Caso fosse descoberta uma infração tão severa, nem a influência de sua família conseguiria livrá-lo das consequências. Felizmente, Hujo não o denunciaria. Este seria mais um de seus segredos. Apesar de julgar o estilo de vida do colega como irresponsável e questionável, Kai entendia a importância da lealdade para Hujo. Eram, de certo modo, cúmplices.

Hujo pretendia se levantar, pegar suas coisas e sair para tomar banho. Contudo, interrompeu-se na beirada da cama, lembrando-se de um detalhe importante.
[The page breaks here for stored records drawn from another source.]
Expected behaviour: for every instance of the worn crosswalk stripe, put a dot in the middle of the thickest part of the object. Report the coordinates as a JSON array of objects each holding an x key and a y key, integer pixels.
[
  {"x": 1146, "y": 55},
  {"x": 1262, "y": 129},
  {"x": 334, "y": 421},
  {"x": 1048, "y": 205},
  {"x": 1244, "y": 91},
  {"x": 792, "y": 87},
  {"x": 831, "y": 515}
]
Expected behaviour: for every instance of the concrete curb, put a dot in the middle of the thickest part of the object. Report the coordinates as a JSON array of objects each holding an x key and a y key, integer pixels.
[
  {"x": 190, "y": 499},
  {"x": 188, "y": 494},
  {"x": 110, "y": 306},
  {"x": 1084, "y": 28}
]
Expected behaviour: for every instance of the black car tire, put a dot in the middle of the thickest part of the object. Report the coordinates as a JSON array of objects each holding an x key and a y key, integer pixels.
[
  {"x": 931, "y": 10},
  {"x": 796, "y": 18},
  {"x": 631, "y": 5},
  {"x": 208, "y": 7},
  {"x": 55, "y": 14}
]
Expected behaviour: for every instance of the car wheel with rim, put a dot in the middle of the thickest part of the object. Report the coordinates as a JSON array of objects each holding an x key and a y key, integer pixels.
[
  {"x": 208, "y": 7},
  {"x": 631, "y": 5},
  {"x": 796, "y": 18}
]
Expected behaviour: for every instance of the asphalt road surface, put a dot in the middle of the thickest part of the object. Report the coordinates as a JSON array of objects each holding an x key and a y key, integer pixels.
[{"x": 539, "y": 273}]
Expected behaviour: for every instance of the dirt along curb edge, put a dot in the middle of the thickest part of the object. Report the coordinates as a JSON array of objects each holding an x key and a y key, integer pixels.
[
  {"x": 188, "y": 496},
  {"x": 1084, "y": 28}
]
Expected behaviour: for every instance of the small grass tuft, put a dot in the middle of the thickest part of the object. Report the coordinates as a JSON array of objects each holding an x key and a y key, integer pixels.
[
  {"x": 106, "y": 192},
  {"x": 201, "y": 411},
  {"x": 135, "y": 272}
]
— Preciso te pedir um favor.

— De novo não — resmungou Kai.

— Se alguma Syre aparecer me procurando amanhã cedo, você pode dizer que eu já fui pra Arena? — antes de Kai negar, ele continuou: — Eu prometo que dessa vez vai ser diferente. Eu saio pela varanda. Ninguém vai ver nem te chamar de mentiroso.

— Hum... Não mesmo. Não vou tomar outro soco por você. Desista.

— Quem falou em soco? Te garanto: desta vez vai ser diferente. Confia em mim.

— Confiar em você? — Kai gargalhou. — É o mesmo que confiar em não se queimar depois de ter colocado a mão no fogo.

— Assim você me magoa. — Hujo franziu os lábios.